Regularity of a language

Question

$$ L = \{w \mid w \text{ does not contain } 000\} $$
$$ L_2 = \{w \mid xwy \in L \text{ for some } x,y \in (0+1)^*\} $$
Is $L_2$ regular? I am thinking regular language is closed under concatenation, but it seems that this language should be irregular.
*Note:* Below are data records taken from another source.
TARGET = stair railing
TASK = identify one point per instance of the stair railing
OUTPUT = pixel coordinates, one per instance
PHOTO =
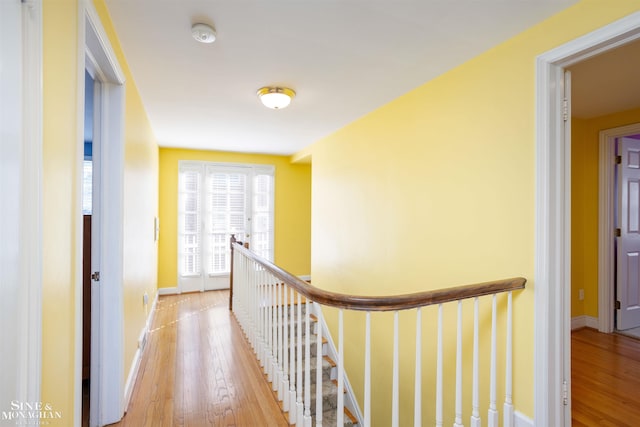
(272, 307)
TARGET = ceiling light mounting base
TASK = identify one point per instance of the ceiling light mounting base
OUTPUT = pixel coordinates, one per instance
(276, 97)
(203, 33)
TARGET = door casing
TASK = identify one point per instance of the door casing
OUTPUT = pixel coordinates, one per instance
(107, 323)
(552, 345)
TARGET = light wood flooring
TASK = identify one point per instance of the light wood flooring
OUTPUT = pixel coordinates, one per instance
(198, 369)
(605, 379)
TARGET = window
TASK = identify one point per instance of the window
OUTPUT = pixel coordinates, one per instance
(216, 200)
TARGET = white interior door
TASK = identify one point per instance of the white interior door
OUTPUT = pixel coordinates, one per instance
(628, 243)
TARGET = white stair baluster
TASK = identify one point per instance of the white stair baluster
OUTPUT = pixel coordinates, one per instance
(367, 372)
(285, 348)
(508, 404)
(292, 361)
(493, 412)
(458, 418)
(299, 403)
(395, 395)
(307, 365)
(264, 320)
(272, 334)
(439, 417)
(475, 405)
(417, 403)
(279, 367)
(319, 355)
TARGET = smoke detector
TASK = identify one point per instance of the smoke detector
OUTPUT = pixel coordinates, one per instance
(203, 33)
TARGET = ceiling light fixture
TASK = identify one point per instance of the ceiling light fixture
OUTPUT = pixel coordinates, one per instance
(276, 97)
(203, 33)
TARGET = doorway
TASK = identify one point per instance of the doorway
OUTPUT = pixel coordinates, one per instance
(553, 217)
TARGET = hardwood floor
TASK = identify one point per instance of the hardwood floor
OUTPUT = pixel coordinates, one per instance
(198, 369)
(605, 375)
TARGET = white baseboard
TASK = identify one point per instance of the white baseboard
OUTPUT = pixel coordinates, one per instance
(137, 358)
(584, 321)
(521, 420)
(168, 291)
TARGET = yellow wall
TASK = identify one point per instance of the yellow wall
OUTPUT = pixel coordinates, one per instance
(292, 222)
(584, 201)
(436, 189)
(61, 204)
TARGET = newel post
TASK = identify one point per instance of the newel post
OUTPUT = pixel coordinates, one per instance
(232, 243)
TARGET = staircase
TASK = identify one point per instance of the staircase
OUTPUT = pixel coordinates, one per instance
(281, 317)
(329, 372)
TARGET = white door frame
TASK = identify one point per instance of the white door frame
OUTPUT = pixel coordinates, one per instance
(607, 223)
(21, 219)
(553, 220)
(107, 323)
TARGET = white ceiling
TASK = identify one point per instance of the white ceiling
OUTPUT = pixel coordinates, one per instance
(343, 58)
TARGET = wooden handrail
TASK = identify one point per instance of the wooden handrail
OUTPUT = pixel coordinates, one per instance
(381, 303)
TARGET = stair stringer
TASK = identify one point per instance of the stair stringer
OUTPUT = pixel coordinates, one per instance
(329, 349)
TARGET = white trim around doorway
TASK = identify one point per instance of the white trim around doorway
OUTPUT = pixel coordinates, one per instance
(552, 392)
(107, 331)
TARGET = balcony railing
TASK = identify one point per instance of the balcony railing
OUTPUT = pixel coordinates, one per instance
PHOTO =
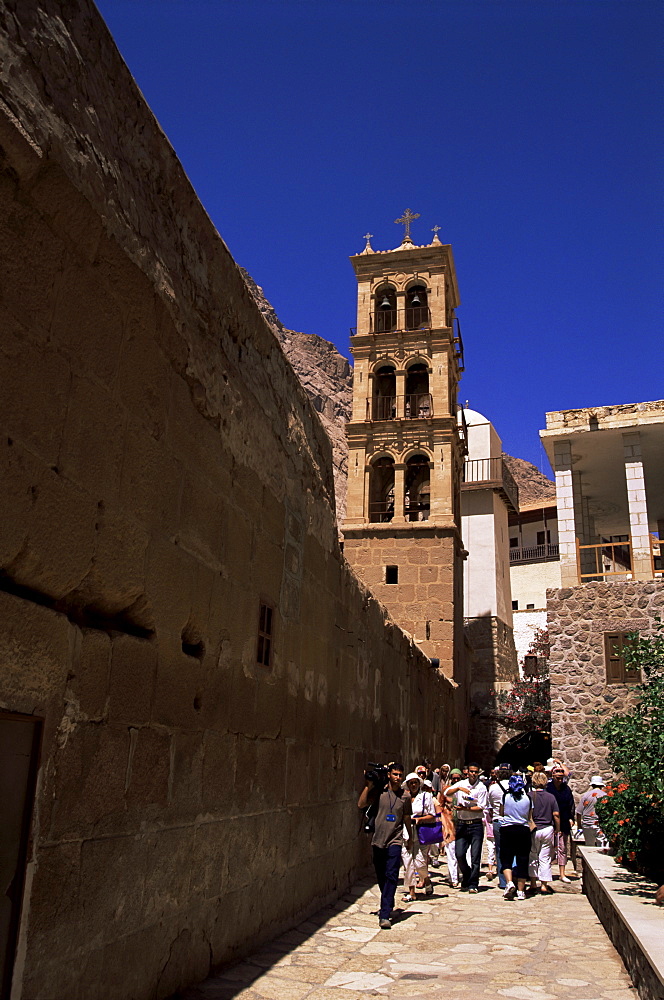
(491, 473)
(416, 510)
(381, 511)
(415, 406)
(387, 320)
(605, 559)
(534, 553)
(657, 556)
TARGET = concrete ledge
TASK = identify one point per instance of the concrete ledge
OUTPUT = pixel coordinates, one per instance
(625, 904)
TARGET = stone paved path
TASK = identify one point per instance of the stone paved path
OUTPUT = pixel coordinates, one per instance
(451, 945)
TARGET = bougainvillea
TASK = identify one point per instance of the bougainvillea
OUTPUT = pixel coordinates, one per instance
(527, 705)
(632, 813)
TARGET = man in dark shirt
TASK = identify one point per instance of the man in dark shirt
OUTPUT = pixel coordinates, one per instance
(563, 795)
(394, 809)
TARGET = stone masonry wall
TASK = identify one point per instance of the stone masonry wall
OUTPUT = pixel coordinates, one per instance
(162, 472)
(577, 618)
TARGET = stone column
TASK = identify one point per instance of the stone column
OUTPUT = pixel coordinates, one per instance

And I have no idea how to prove this, how do I apply pumping lemma or is there a counter example?

Answer 1

$L_2$ is regular, because $L_2 = L_1$ (and $L_1$ is regular).

($L_2 \subseteq L_1$) If $w\in L_2$, then there are $x,y$ such that $xwy\in L_1$, so $xwy$ does not contain $000$. But then $w$ can't contain $000$, so $w\in L_1$.

($L_1 \subseteq L_2$) If $w\in L_1$, then does not contain $000$, so if $x=y=\varepsilon$, then $xwy = w \in L_1$, thus $w\in L_2$.

Answer 2

Actually, you have $L = L_2$.

Let $w\in L$. Then $w\in L_2$, as $\varepsilon w \varepsilon \in L$.

Let $w\in L_2$. Then, let $x$ and $y$ be such that $xwy\in L$, i.e. $xwy$ does not contain $000$. But if $w$ contained $000$, then $xwy$ would too. Thus $w\in L$.